For the Ingredients & Tools

Instructions

  1. Start by prepping all your ingredients. Pat the shrimp thoroughly dry with paper towels and season them generously with salt, black pepper, and the smoked paprika. Mince your garlic, chop the parsley, dice the zucchini, halve the cherry tomatoes, and slice the onion. Having everything within arm's reach makes the cooking process feel like a breeze.
  2. Heat the olive oil in a large skillet over medium-high heat. Once the oil is shimmering—you can test it by flicking a tiny drop of water in; it should sizzle—add the shrimp in a single layer. You’ll hear a satisfying sizzle. Cook for just 1-2 minutes per side, until they’re pink and opaque. Don’t overcrowd the pan; cook in batches if needed. Remove the shrimp to a clean plate immediately.
  3. In the same skillet, you’ll now have all those delicious shrimp bits stuck to the bottom—that’s flavor gold! Add the sliced red onion and diced zucchini. Sauté for about 3-4 minutes, until the zucchini starts to become tender and get a few golden spots. The aroma at this stage is just incredible.
  4. Add the minced garlic and the optional red pepper flakes to the skillet. Cook for just 30 seconds to one minute, until the garlic is fragrant. You have to be careful not to burn it, or it will turn bitter. The second you can really smell that garlicky perfume, you’re good to go.
  5. Toss in the halved cherry tomatoes and cook for another 2 minutes, just until they begin to soften and release their juices.
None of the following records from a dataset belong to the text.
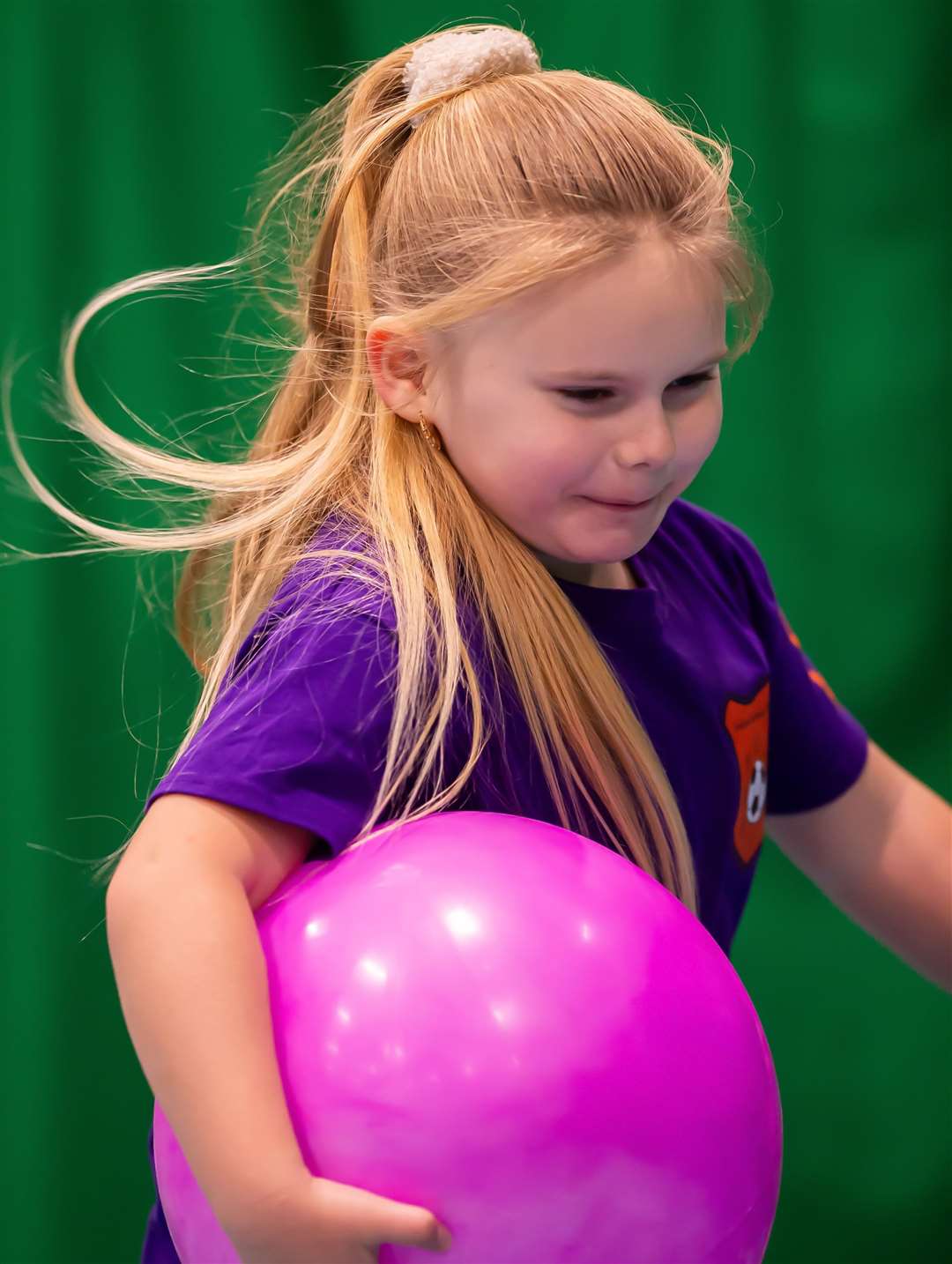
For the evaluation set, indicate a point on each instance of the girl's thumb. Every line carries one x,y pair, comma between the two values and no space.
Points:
415,1226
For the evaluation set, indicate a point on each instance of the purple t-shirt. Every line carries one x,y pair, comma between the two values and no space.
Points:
741,719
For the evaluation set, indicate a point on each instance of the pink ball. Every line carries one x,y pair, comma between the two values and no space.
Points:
516,1028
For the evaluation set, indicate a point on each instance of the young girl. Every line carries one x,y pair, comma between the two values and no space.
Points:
456,571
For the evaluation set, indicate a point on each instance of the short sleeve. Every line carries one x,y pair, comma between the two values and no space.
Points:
299,730
817,748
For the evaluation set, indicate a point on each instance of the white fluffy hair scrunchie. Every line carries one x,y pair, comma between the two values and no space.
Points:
457,56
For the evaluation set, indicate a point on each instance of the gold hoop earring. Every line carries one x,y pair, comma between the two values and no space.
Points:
431,436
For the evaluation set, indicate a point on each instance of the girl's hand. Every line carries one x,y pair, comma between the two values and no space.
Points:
323,1221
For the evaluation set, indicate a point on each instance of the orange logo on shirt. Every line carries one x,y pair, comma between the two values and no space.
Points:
811,672
748,725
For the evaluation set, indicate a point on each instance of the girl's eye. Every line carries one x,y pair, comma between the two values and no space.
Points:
678,384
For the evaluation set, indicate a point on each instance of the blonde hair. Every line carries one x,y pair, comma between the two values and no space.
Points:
507,182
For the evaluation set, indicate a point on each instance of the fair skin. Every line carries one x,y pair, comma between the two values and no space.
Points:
882,850
492,392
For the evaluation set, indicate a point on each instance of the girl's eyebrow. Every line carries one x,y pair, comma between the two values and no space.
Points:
600,375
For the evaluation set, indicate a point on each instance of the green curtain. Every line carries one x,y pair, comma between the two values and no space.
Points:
133,134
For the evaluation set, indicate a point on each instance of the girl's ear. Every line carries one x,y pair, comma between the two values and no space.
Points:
398,370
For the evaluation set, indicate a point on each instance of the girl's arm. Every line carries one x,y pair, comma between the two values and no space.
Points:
882,853
192,985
This will create a little bit of a saucy base in the pan. You’ll notice the colors becoming really vibrant.
  6. Return the cooked shrimp to the skillet. Pour in the fresh lemon juice and give everything a good, gentle toss to combine and heat the shrimp through. This should only take about a minute. The sauce should look glossy and lightly coat everything.
  7. Take the skillet off the heat. Stir in the fresh parsley and the lemon zest. The residual heat will wilt the parsley perfectly and release the oils from the zest. Give it a final taste and adjust the seasoning with more salt or pepper if needed.

Chef’s Notes

  • Using fresh, not frozen, shrimp makes a world of difference in texture, and that hit of fresh lemon zest at the end really wakes up the entire dish.
  • Store in an airtight container for up to 2 days.